The US Finally Saw Some Reshoring Action in 2019

June 3, 2020
But can the nation sustain that growth, particularly in the wake of the coronavirus epidemic?

After five straight years of losing manufacturing to imports, the United States finally regained some of its manufacturing base last year. That’s according to a new reshoring index developed by the Coalition for a Prosperous America (CPA).

The CPA Reshoring Index (CRI) reports some good news—that the share of American-made manufacturing goods consumed in the U.S. market jumped significantly in 2019. But can the nation sustain that growth, particularly in the wake of the coronavirus epidemic?

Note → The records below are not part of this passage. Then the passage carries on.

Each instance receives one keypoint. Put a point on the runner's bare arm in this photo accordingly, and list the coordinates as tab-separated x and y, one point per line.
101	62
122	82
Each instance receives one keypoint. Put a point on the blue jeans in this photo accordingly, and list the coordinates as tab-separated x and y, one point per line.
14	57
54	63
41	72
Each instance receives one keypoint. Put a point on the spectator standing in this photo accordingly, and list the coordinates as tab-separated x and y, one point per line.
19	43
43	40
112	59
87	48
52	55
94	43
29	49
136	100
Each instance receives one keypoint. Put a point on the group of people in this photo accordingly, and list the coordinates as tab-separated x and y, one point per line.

The CRI hit 59 last year, its first positive jump since 2009. This reflects a growth in U.S. manufacturing output of 0.8% in 2019, with manufacturing imports falling at the same time by 1.0%. Since America’s gross manufacturing output is worth $6.3 trillion, even small percentage changes like these translate into significant overall effects for individual industries, employment, and the U.S. economy as a whole.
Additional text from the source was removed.